My RAD Kids!

April 27, 2009 · Posted in RAD Kids 

After working with kids in a variety of settings for the past 25 years I left the rat race and opened my home to kids. I have four teenage boys all with the diagnosis of Reactive Attachment Disorder.

All the boys have been in multiple foster homes, and both pre-adoptive and adoptive homes. Each time they were given back. They have been in placements, including residential programs, (short term and long term), and of course psychiatric hospitals for their “out of control behavior.”

These kids have on average have been in 17 different homes in their lives (I have two 12 year olds and two 14 year olds). That’s more than one home per year. They all have significant learning disabilities. Does anyone wonder why? They have never completed a school year in one place…with the exception of the time they spent in the “residential treatment facilities”

I could talk about each one of the boys forever, both about their success in school, in life, or when they were able to sleep through the night without waking up crying. The biggest fear they all have is that I will give them back to Department of Children and Families (DCF) formerly Department of Social Services (DSS). Their fears are endless and they all cope with these fears differently. One of the boys fights, puffs up his chest and threatens to  “kick my ass”, another doesn’t eat, another isolates himself and wants to be the invisible child, and my last son wants to be held and make all the bad stuff and memories go way.

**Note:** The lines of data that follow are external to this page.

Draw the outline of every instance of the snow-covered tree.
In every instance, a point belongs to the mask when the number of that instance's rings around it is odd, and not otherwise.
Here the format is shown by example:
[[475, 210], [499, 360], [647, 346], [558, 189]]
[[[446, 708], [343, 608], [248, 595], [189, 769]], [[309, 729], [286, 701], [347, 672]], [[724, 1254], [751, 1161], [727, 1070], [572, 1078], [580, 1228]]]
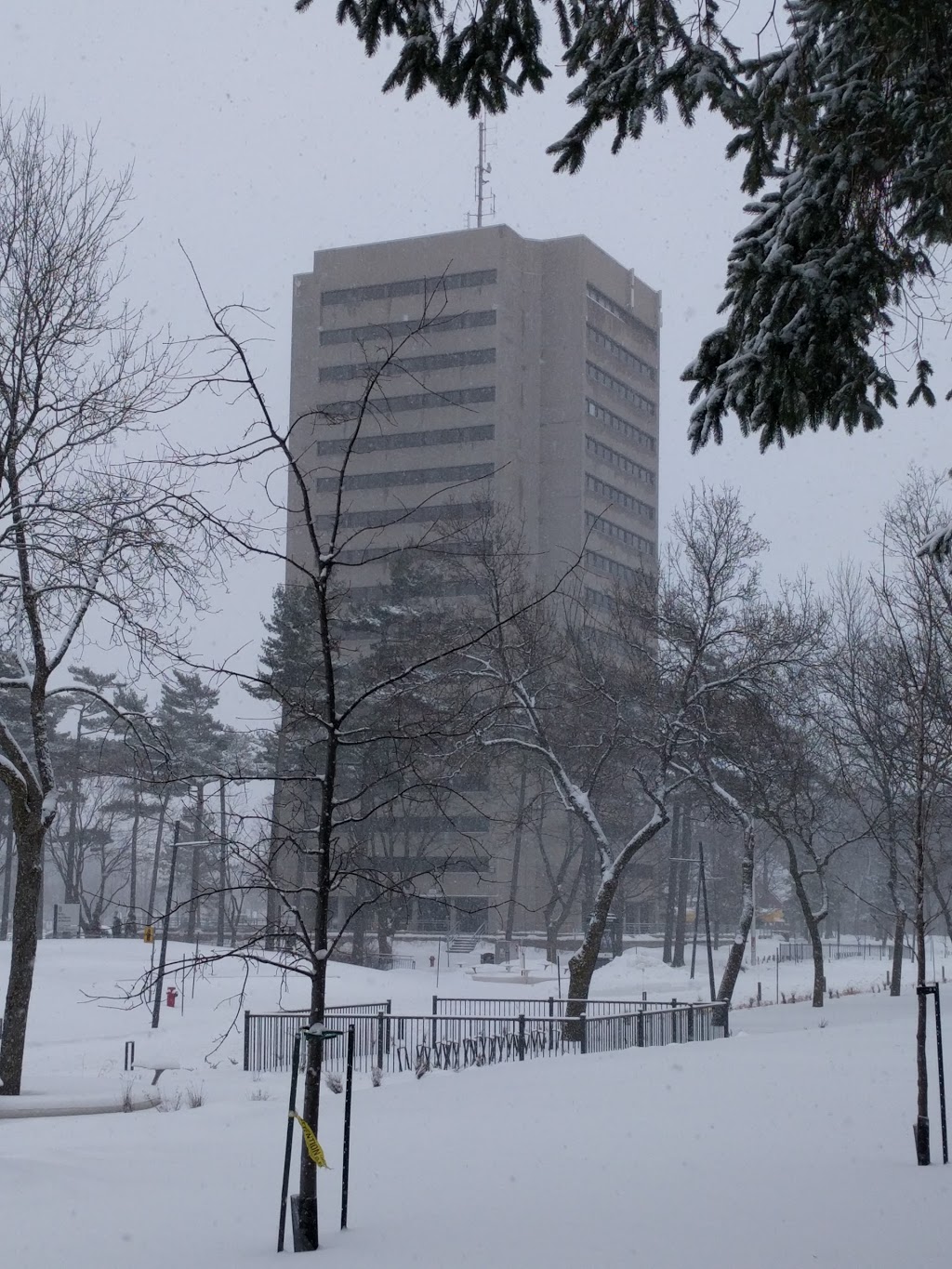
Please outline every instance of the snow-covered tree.
[[118, 296], [127, 199], [90, 142], [0, 113], [0, 782], [17, 838], [4, 1095], [20, 1090], [57, 813], [50, 702], [94, 694], [66, 671], [93, 624], [133, 660], [174, 643], [215, 558], [184, 473], [135, 458], [137, 437], [155, 457], [142, 434], [180, 365]]
[[[584, 595], [537, 605], [465, 654], [494, 703], [480, 744], [529, 755], [576, 819], [597, 860], [583, 944], [570, 961], [570, 1010], [588, 996], [625, 871], [669, 822], [673, 799], [702, 791], [745, 832], [744, 902], [721, 999], [730, 1000], [753, 917], [753, 815], [725, 769], [737, 704], [815, 647], [815, 623], [760, 589], [765, 543], [731, 491], [693, 494], [673, 522], [660, 572], [618, 588], [611, 609]], [[498, 603], [524, 593], [486, 557]]]
[[[303, 11], [311, 0], [297, 0]], [[952, 42], [938, 0], [552, 0], [578, 113], [551, 147], [575, 171], [602, 127], [613, 148], [650, 118], [698, 109], [730, 126], [750, 203], [727, 263], [724, 325], [685, 371], [691, 444], [734, 412], [760, 445], [823, 426], [873, 429], [909, 400], [933, 402], [920, 301], [952, 241]], [[367, 53], [396, 63], [385, 88], [433, 86], [471, 114], [499, 113], [551, 79], [546, 0], [447, 8], [341, 0]], [[730, 30], [730, 34], [729, 34]], [[949, 533], [952, 541], [952, 533]]]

My home is not the typical foster home nor is it a pre-adoptive place, although it is possible for them to be adopted if that is what they want. There is no mother in the home. Each one of the boys has such huge mother issues that by eliminating the mother from the home half the battle is gone. For them mothers are not supposed to leave. Well I say neither are fathers. But, lastly the biggest difference about my home is that they are given choices. They can stay here as long as they want, they can choose to leave or stay.